Au final, entre le tripatouillage des primaires démocrates en
défaveur de Bernie Sanders (un Trump apaisant et rassurant de
l'autre côté de la tangente ?), les enquêtes « en
départ arrêté » du FBI et les révélations de Wikileaks,
Hillary Clinton devint une apôtre du statu quo et
une reine de la corruption.
N.B.:
Après une enquête approfondie sur les relations sociales de
l'équipe Trump, souvent accusée par Hillary Clinton d'être proche
et/ou influencée par le président russe Vladimir Poutine, le FBI a
officiellement conclu
qu'il n'en était rien ou pas grand-chose.
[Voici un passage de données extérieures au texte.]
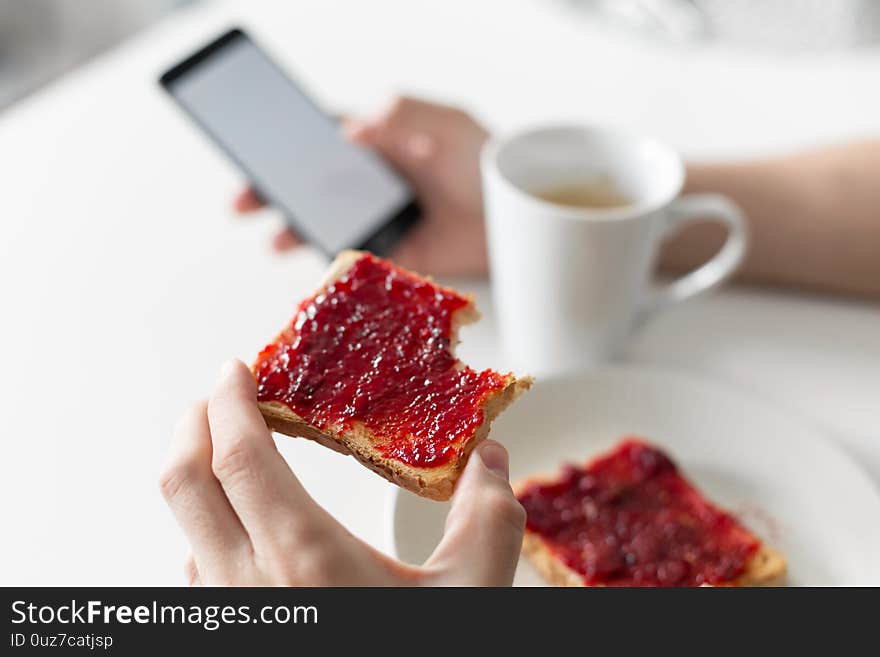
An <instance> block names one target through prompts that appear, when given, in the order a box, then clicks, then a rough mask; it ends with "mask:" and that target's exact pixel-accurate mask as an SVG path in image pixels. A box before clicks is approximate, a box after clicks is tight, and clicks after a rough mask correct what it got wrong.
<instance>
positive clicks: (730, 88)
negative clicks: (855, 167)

Était-ce nécessaire
d'enfumer l'opinion et de diaboliser le sulfureux milliardaire avec
autant d'hallucinogènes made
in Russiamerica ?
Les
électeurs attendent-ils de Trump qu'il offre les bonnes solutions ou
qu'il pose sans détour ni fioritures les bonnes questions (tant
éludées par « l'établissement ») ? Veulent-ils
se venger d'une élite jugée prédatrice, indifférente et
corrompue ?
Les
ficelles de son programme (mur à la frontière américano-mexicaine,
expulsion de plusieurs millions de migrants clandestins, interdiction
d'entrée aux Etats-Unis aux ressortissants de confession musulmane,
relocalisation massive de plusieurs industries, réductions fiscales
pour les entreprises et les ménages, mesures protectionnistes) semblent un peu trop grosses
pour être vraies.
OncDo
sera-t-il l'héroïque Batman à l'épreuve du Congrès, des
gouverneurs, des caucus, des lobbies, de Wall Street, de la scène
internationale et du principe de réalité ? Comment réagiront ses électeurs quatre ou huit ans plus tard en cas de déception et de frustration ?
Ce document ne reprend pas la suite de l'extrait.